This experiment shows the general applicability to scenarios where approaches 
with an independent prediction would lead to overly conservative behavior, i.e. 
waiting for large gaps without “asking for them” via clear communication of 
the lane change desire. Besides this advantage in comfort and convenience, 
safety is ensured w.r.t. the defined assumptions of the presented RSS concept 
for non-reckless lane changes. Since the reaction time for the ego vehicle 
can be significantly lower than the commonly granted one second for human 
drivers, the safety distance to the front vehicle can be significantly smaller than 
the one that has to be granted to the vehicle behind (cf. Fig. 5.21). This leads 
to less additional space needed for lane changes. Both lane change attempts 
are also shown in the video? provided along with [9]. 


The runtime of the planner for this scenario on a single core of an Intel® 
Core™ i7-8565U was below 2 ms for all plans throughout the simulation. 

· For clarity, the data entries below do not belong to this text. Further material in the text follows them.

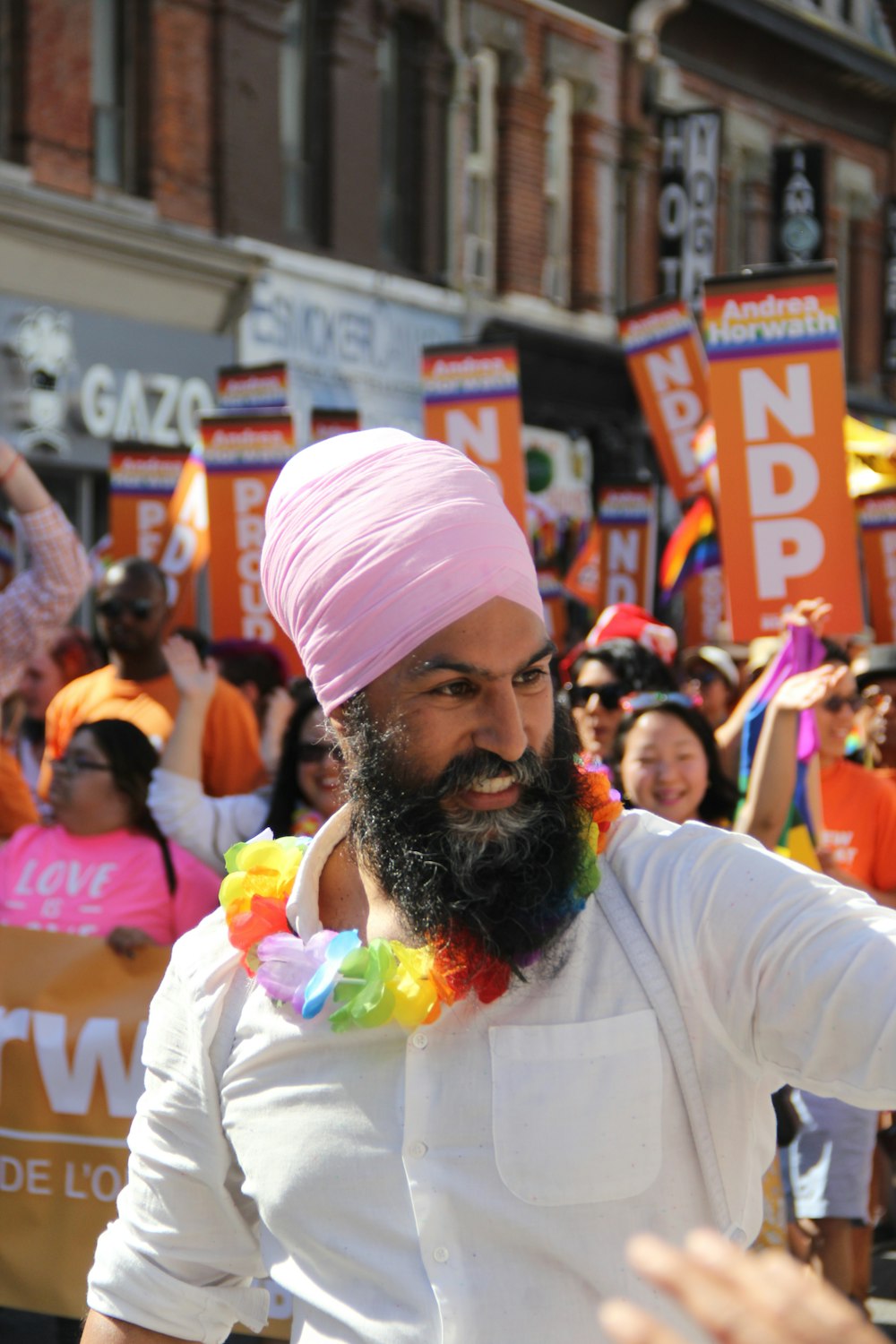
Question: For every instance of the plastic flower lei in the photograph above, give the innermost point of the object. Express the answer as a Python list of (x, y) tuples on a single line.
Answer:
[(384, 981)]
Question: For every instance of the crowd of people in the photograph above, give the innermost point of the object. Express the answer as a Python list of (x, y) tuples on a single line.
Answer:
[(139, 755)]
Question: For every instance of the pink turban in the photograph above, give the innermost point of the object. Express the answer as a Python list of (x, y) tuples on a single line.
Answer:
[(376, 540)]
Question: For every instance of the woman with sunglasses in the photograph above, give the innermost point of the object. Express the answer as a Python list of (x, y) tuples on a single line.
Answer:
[(306, 790), (668, 762), (104, 868), (599, 679)]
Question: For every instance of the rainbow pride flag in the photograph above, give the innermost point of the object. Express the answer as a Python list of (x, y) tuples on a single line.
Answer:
[(692, 547)]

While runtime analysis or optimization is not the focus of this work, the 
computation time underlines the general suitability of the approach for real- 
time planning in automated vehicles. In order to further show the real-time 
capability and applicability of the approach, it has also been implemented on 
our experimental vehicle BerthaOne. 


5 Also available via http://www.mrt.kit.edu/z/publ/download/2019_LaneChange_Naumann.mp4, 
last retrieved 2020-05-28.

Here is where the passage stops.